2019-2020-1 20199309 "Linux kernel principle and Analysis" in the ninth week of work

General implementation of the process of switching systems and processes

1. Knowledge summary

(1) process scheduling time:

  • When the interrupt processing is directly calling schedule (), or return to user mode tag according need_resched calling schedule ().
  • Kernel thread is a special process, not only the kernel mode user mode, you can directly call schedule () perform switching process can also be scheduled (kernel threads can directly access the kernel function, the system call does not occur) in the interrupt processing . As a special kernel threads of a process scheduling classes can be active, passive can also be scheduled.
  • User mode process can not achieve active schedule, can only be scheduled in interrupt processing (schedule is a core function, not a system call).

(2) suspends the execution of the CPU process, saving time and interrupt a different site. Before and after the interruption is in the same process context, kernel mode to perform just shifted from user mode. Process context contains all the information needed to perform the process:

  • User address space: including program code, data, and so on user stack
  • Information control: the process descriptor, the kernel stack, etc.
  • Hardware context

(3) schedule () function to select a new process to run and call context_switch context switching, a key context_switch macros switch_to be critical context switching.
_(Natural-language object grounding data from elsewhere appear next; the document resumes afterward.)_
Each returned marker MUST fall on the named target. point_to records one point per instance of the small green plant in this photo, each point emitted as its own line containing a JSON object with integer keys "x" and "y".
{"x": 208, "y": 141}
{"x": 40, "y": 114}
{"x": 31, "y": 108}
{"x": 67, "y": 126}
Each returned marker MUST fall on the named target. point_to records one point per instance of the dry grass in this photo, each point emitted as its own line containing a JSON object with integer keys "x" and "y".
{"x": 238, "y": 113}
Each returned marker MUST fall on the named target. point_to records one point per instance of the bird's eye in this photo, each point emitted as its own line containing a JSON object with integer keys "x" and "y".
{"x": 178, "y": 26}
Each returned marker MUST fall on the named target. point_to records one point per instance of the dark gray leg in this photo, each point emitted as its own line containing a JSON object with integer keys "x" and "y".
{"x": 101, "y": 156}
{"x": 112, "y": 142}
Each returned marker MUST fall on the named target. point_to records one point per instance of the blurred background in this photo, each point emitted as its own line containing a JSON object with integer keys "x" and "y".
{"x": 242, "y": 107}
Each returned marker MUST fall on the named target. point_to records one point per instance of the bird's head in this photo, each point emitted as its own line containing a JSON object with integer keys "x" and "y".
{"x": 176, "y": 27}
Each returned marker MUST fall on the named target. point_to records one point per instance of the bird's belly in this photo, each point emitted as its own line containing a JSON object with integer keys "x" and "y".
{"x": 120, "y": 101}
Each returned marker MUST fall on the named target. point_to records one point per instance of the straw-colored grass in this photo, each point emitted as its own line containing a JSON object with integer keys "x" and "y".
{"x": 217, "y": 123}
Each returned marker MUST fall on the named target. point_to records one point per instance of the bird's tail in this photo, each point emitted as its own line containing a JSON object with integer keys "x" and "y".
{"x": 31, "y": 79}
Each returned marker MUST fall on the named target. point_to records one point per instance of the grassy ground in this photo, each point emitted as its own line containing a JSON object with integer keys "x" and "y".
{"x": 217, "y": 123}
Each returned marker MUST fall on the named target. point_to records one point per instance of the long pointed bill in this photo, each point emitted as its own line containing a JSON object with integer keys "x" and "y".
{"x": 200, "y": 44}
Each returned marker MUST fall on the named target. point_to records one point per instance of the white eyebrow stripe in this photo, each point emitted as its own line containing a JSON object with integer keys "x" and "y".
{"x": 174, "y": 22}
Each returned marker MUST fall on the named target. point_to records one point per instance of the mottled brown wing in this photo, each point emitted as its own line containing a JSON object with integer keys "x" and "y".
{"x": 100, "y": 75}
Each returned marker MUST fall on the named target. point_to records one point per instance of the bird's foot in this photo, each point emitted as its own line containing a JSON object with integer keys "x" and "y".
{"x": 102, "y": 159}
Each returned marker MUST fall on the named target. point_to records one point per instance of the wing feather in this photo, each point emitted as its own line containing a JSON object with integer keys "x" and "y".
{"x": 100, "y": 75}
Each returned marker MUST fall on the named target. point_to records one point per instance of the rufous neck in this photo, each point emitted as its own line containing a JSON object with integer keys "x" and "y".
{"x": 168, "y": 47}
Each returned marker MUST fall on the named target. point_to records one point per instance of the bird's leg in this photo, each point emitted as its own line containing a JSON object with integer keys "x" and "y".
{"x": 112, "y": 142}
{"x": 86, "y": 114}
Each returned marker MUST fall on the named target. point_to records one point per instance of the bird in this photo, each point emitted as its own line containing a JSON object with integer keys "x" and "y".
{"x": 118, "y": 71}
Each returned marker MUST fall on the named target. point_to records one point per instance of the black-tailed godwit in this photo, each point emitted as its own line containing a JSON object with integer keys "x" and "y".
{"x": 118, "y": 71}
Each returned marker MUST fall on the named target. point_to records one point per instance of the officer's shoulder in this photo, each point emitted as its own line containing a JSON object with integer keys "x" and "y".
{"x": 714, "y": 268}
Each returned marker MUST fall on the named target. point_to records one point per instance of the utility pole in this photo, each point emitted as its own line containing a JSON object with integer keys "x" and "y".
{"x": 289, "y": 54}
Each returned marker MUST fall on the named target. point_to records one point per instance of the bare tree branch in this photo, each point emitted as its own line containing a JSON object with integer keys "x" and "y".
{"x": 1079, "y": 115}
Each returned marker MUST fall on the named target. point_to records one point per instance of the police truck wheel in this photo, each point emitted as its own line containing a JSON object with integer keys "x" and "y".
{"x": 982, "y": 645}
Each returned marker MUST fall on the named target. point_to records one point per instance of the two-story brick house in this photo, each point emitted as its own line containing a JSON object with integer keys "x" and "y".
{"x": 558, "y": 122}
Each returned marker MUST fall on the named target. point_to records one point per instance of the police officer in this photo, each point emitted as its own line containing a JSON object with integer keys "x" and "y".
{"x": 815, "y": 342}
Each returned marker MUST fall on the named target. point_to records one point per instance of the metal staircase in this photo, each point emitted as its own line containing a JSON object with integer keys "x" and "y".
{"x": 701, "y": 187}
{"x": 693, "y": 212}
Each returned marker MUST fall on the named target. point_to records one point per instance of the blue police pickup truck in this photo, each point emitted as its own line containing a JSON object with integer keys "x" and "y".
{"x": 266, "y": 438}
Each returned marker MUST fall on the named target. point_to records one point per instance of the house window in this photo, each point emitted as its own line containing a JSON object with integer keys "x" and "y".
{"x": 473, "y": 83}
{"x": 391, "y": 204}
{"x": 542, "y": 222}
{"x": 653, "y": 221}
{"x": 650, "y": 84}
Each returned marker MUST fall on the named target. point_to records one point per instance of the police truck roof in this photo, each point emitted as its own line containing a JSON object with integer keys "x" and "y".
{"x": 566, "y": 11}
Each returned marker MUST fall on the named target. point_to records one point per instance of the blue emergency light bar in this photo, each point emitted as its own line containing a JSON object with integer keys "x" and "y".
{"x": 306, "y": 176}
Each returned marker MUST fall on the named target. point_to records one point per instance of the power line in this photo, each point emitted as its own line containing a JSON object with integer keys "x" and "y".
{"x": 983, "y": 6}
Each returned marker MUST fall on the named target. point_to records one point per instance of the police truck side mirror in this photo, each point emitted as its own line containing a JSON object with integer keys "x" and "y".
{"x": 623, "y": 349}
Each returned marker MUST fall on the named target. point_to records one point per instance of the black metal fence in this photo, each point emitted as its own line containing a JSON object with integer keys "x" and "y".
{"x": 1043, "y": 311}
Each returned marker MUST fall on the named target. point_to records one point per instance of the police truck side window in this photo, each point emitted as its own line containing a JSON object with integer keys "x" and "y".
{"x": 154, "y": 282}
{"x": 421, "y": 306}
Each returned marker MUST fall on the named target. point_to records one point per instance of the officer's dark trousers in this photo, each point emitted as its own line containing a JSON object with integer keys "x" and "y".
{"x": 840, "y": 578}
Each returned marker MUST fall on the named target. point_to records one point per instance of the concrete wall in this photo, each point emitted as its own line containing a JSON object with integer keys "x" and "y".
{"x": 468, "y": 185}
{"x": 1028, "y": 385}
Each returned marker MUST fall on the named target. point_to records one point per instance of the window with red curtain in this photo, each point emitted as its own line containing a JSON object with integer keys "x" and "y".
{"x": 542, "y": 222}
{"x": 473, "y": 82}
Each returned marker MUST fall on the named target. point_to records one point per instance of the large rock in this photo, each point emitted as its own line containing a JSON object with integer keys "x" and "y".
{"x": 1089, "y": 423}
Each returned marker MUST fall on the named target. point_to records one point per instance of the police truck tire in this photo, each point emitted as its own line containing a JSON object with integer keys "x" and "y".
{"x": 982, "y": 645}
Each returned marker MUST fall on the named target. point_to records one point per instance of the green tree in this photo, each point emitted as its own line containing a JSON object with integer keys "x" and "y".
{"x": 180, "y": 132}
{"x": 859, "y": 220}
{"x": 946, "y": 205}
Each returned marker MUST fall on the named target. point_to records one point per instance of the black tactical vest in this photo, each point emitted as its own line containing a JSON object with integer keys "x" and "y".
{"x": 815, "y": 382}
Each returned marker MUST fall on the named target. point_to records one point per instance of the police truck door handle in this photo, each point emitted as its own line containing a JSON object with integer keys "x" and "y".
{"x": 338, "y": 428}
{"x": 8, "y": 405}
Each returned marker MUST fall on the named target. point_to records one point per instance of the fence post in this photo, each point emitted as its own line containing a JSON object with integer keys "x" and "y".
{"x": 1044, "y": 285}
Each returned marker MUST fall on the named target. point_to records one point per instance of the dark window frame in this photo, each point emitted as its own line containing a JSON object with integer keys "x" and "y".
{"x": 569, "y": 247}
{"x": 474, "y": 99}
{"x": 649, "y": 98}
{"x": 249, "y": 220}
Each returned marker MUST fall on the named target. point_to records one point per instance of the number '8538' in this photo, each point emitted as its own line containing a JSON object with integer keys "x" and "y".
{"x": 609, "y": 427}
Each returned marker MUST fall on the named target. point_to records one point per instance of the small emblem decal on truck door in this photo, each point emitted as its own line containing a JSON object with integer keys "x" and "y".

(4) 0 to 3G users can access, 3G or more kernel mode can access only. All processes are fully shared over 3G, such as switching process to process X Y, but address space is still above the 3G part, but the process descriptor and other process context switch, and only differ when returned. A process which can be "waved" to enter kernel mode, after walking a few will be able to return to user mode, empty when he enters the idle process idling.

2. The key code analysis

(1)schedule

asmlinkage__visible void __sched schedule(void)  
{  
         struct task_struct *tsk = current;  
   
         sched_submit_work(tsk);  
         __schedule();  
}  

schedule () tail called __schedule (), __ schedule () is the key code next = pick_next_task(rq, prev);that encapsulates the process of scheduling algorithm, using certain process to select a scheduling policy process. After obtaining scheduling strategy used context_switch(rq, prev, next);to achieve process context switching. Wherein the key switch_to(prev,next, prev);switch status of the stack and registers.

(2)switch_to

#define switch_to(prev, next, last) //prev指向当前进程,next指向被调度的进程                                   
do {                                                                              
                                                        
         unsigned long ebx, ecx, edx, esi, edi;
                                  
         asm volatile("pushfl\n\t"  //把prev进程的flag保存到prev进程的内核堆栈中
                      "pushl %%ebp\n\t" //把prev进程的基址ebp保存到prev进程的内核堆栈中
           
                      "movl %%esp,%[prev_sp]\n\t"//把prev进程的内核栈esp保存到prev->thread.sp中
                      "movl %[next_sp],%%esp\n\t"//esp指向next进程的内核堆栈栈顶(next->thread.sp) 
                      
                      "movl $1f,%[prev_ip]\n\t"//把"1:\t"地址赋给prev->thread.ip,当prev进程下次被switch_to切回来时,从"1:\t"处执行,即往后执行"popl %%ebp\n\t"和"popfl\n"     
                      "pushl %[next_ip]\n\t"//把next->thread.ip压入next进程的内核堆栈栈顶 
                      __switch_canary                                        
                      "jmp __switch_to\n"//执行__switch_to()函数,完成硬件上下文切换  
                      "1:\t"                                                    
                      "popl %%ebp\n\t"   
                      "popfl\n"                         
                                                                                
                      /* output parameters */                                   
                      : [prev_sp] "=m"(prev->thread.sp),             
                        [prev_ip] "=m"(prev->thread.ip),              
                        "=a" (last),                                                
                                                                                   
                      /* clobbered output registers: */              
                        "=b" (ebx), "=c"(ecx), "=d" (edx),              
                        "=S" (esi), "=D"(edi)                            
                                                                                    
                       __switch_canary_oparam                                     
                                                                                    
                          /* input parameters: */                                  
                      : [next_sp]  "m" (next->thread.sp),              
                        [next_ip]  "m" (next->thread.ip),              
                                                                                   
                      /* regparm parameters for __switch_to():*/  
                      //jmp通过eax寄存器和edx寄存器传递参数
                        [prev]     "a" (prev),                                   
                        [next]     "d" (next)                                    
                                                                                     
                        __switch_canary_iparam                             
                                                                                    
                      : /* reloaded segment registers */                          
                     "memory");                                           
} while (0)  

[prev_sp] "=m"(prev->thread.sp), Before the analysis, when compiled, see reference numbers are used (0%, 1%, 2%, etc.) mark parameters, for better readability, where string ([prev_sp]) Parameters marked (prev- > thread.sp).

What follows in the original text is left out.